"Turning previously impossible problems into possibilities"

Quantum computing represents the next logical step in the evolution of computing and promises to usher in a new technological era, akin to the impact that artificial intelligence has had today. In the near future, it is expected that complex problems, which would traditionally take thousands of hours to solve with conventional computers, could be addressed in just a few hours.

IBM, a pioneer in the invention of technologies such as the hard drive and dynamic random access memory, has positioned itself to lead the development of quantum computing and has shared its advancements at an event held in Switzerland. The company has identified key sectors where this new technology can offer significant benefits. Its quantum network, one of the largest in the world, boasts over 250 members, 600,000 users, and more than 3,000 publications related to research and innovation in areas such as materials science, health, and high-energy physics.

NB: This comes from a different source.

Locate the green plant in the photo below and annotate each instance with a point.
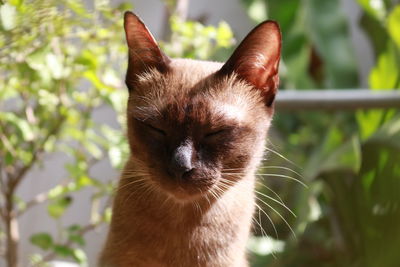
(59, 63)
(350, 162)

Alessandro Curioni, Vice President of IBM Research for Europe and Africa, explained how simulating interactions between atoms and molecules using quantum computing will enable the creation of new materials that can be applied across various industries. In the health sector, the company has collaborated on research aimed at utilizing quantum computing to develop cell-centered therapies capable of understanding the interactions of diseased cells with medications, facilitating the emergence of new targeted immunotherapy techniques.

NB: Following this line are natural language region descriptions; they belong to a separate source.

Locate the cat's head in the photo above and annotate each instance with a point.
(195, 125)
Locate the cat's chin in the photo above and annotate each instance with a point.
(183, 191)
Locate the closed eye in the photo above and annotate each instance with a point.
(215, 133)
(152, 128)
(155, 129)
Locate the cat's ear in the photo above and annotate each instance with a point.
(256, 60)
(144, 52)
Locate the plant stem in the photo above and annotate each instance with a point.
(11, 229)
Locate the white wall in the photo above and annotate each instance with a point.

Curioni also argued that introducing numerous variables in simulations with large datasets, a process that would slow down traditional computers, will be optimized with the use of quantum computers. This is crucial for addressing challenges such as climate change and ecosystem degradation, emphasizing that quantum computing will be essential to achieving a balance between sustainability and quality of life.

Looking to the future, Curioni stated that "these days will be remembered as the beginning of a new era in computing and in the world." While it is estimated that the full benefits of quantum computing will not materialize until after 2033, IBM has already made significant progress. The company expects to demonstrate quantum advantage by 2026 and plans to deliver a quantum system with error correction by 2029, preparing for a transformative era by 2030.

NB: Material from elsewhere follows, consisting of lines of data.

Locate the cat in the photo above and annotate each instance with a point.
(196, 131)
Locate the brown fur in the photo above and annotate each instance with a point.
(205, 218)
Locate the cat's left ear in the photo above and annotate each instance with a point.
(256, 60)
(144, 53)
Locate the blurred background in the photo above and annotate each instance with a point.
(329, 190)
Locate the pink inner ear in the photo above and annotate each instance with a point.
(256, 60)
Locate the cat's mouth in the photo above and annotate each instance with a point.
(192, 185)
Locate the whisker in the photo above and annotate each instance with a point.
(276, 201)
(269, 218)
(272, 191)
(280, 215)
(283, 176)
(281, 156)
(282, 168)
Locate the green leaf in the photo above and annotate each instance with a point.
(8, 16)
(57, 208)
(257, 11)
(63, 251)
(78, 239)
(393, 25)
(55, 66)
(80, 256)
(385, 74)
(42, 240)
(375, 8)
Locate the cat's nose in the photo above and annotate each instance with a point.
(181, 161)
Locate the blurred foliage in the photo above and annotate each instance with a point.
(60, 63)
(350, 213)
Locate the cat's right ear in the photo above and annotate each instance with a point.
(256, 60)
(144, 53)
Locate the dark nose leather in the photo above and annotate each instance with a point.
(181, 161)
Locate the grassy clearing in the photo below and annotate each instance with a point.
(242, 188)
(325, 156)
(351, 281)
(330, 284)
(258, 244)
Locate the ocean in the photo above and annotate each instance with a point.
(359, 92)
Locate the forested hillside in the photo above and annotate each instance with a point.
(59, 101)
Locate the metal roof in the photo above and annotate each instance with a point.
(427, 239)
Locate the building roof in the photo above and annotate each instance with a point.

By the end of 2023, IBM introduced Quantum System Two, a modular architecture designed to support quantum-centered supercomputing. This architecture combines a hybrid cloud computing service, allowing users to run both quantum and classical workflows simultaneously. While traditional computers are efficient at multiplying numbers, they struggle with factorization, a domain where quantum systems excel. This will enable the management of complex workloads and simulations more efficiently, saving resources and improving productivity.

The ability of quantum computing to factor numbers has already begun to render many current encryption methods obsolete, leading state-sponsored groups and financially motivated actors to steal sensitive encrypted data, anticipating that they will be able to decrypt it when quantum computing becomes commercially viable. To address this issue, IBM developed the first quantum encryption standards adopted by NIST, aimed at protecting against "steal now, decrypt later" attacks.